Scrumban Game – Workshop
The Scrumban Game is a fun way to practice evolutionary change in the context of software development. The game simulates the notorious and first ever Kanban case study about the XIT team at Microsoft.
In the game you will successfully improve the performance of your Scrum team by applying the Kanban method, while keeping the core Scrum process intact.
Your improvement efforts will go through three sprints:
1) In the first sprint your goal is to understand and measure what is the current state of the system.
2) In the second sprint you decide to stop doing estimates and offer a Service Level Expectation (SLE) instead.
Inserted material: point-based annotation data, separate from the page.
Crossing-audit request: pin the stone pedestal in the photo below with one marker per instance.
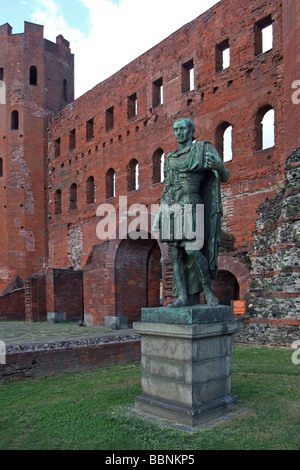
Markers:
(186, 363)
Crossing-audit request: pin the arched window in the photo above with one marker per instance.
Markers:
(90, 190)
(15, 120)
(158, 166)
(133, 175)
(73, 197)
(33, 75)
(265, 128)
(224, 141)
(57, 202)
(110, 183)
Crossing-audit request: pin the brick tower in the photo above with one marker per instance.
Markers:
(36, 80)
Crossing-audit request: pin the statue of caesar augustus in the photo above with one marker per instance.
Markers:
(192, 177)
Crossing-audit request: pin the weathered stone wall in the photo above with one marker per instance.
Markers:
(274, 298)
(23, 143)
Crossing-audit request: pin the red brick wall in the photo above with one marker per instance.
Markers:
(12, 306)
(45, 363)
(23, 186)
(233, 95)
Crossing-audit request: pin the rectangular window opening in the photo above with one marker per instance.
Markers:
(263, 35)
(132, 106)
(109, 118)
(57, 148)
(157, 93)
(187, 73)
(222, 55)
(72, 139)
(90, 129)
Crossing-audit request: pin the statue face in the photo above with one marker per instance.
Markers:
(182, 132)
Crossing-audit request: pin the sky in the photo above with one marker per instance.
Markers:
(104, 35)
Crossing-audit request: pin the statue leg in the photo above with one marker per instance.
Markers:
(205, 277)
(179, 277)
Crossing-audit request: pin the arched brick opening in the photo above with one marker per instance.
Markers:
(238, 270)
(137, 277)
(226, 287)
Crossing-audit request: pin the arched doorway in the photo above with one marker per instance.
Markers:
(137, 277)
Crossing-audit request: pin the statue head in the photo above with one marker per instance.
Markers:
(184, 129)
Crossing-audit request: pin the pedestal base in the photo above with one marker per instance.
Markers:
(186, 363)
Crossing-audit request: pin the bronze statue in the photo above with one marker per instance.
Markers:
(192, 177)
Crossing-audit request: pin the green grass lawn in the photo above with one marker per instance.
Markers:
(85, 410)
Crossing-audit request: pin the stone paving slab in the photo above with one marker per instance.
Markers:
(19, 333)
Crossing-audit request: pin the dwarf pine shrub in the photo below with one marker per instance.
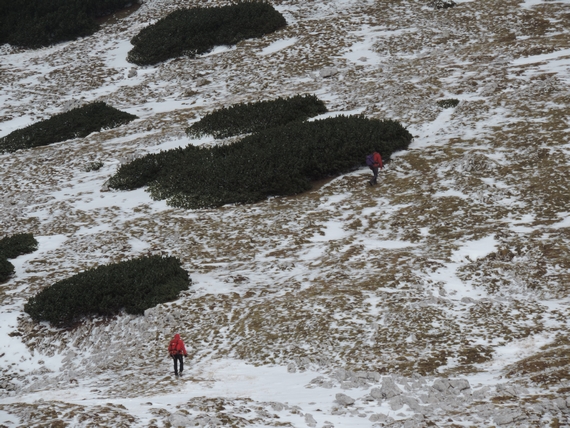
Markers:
(246, 118)
(12, 247)
(197, 30)
(6, 269)
(277, 161)
(133, 285)
(16, 245)
(37, 23)
(76, 123)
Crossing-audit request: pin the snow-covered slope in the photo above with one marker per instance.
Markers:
(437, 298)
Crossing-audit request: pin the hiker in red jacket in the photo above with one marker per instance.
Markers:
(177, 352)
(374, 161)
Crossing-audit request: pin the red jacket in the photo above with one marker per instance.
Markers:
(377, 160)
(176, 346)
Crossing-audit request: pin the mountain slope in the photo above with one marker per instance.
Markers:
(454, 267)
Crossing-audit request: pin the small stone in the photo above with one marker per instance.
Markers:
(309, 420)
(344, 399)
(328, 72)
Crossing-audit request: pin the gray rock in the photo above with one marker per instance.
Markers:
(481, 393)
(441, 385)
(202, 81)
(460, 385)
(328, 72)
(341, 375)
(509, 416)
(378, 417)
(179, 420)
(344, 399)
(389, 388)
(374, 376)
(560, 403)
(309, 420)
(349, 385)
(377, 394)
(396, 403)
(277, 407)
(412, 403)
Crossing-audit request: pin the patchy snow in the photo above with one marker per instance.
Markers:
(453, 267)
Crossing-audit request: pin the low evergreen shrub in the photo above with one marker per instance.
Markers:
(277, 161)
(16, 245)
(449, 103)
(133, 285)
(76, 123)
(246, 118)
(38, 23)
(6, 269)
(197, 30)
(12, 247)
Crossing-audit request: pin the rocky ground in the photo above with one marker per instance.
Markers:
(437, 298)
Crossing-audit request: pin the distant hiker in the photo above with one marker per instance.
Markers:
(177, 352)
(374, 161)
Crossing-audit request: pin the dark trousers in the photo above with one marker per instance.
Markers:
(178, 359)
(375, 172)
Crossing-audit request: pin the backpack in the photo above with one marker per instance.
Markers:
(173, 347)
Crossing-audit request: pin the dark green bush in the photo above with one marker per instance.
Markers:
(75, 123)
(12, 247)
(257, 116)
(133, 285)
(6, 269)
(197, 30)
(277, 161)
(449, 103)
(37, 23)
(16, 245)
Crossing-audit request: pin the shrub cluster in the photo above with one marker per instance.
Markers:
(254, 117)
(133, 285)
(75, 123)
(12, 247)
(197, 30)
(37, 23)
(276, 161)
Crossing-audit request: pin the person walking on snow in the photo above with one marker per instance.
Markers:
(177, 352)
(374, 161)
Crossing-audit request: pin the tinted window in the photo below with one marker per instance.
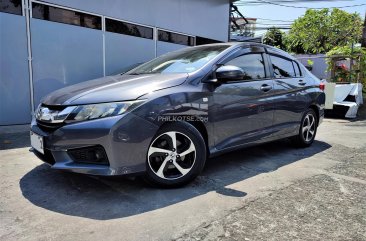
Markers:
(282, 68)
(182, 61)
(11, 6)
(202, 40)
(128, 29)
(252, 64)
(60, 15)
(175, 38)
(297, 69)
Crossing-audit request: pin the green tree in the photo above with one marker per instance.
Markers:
(274, 37)
(319, 31)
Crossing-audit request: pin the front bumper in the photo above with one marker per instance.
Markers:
(125, 140)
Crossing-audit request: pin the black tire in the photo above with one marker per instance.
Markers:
(194, 161)
(305, 139)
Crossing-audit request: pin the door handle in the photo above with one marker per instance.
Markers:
(301, 82)
(266, 88)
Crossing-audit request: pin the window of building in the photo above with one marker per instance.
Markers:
(282, 68)
(251, 64)
(129, 29)
(60, 15)
(175, 38)
(202, 40)
(11, 6)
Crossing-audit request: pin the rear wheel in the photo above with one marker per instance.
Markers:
(176, 155)
(308, 128)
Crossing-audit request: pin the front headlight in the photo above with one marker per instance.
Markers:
(95, 111)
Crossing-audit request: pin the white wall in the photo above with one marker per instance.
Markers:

3) In the third sprint you introduce WIP limits and switch to on-demand replenishment of the Sprint backlog.
Playing the game you will learn:
-How to prepare and make use of Cumulative Flow Diagram (CFD), Customer Lead Time scatter plot, System Lead Time histogram, Flow Efficiency, Due Date Performance, SLE performance.
-How to offer Classes of Service.
-How to manage the flow of work in your Scrum team.
-How to visualize your work
-How to limit work-in-progress (WIP)
-How to make policies explicit
-How to Implement feedback loops
-How to Improve collaboratively, evolve experimentally.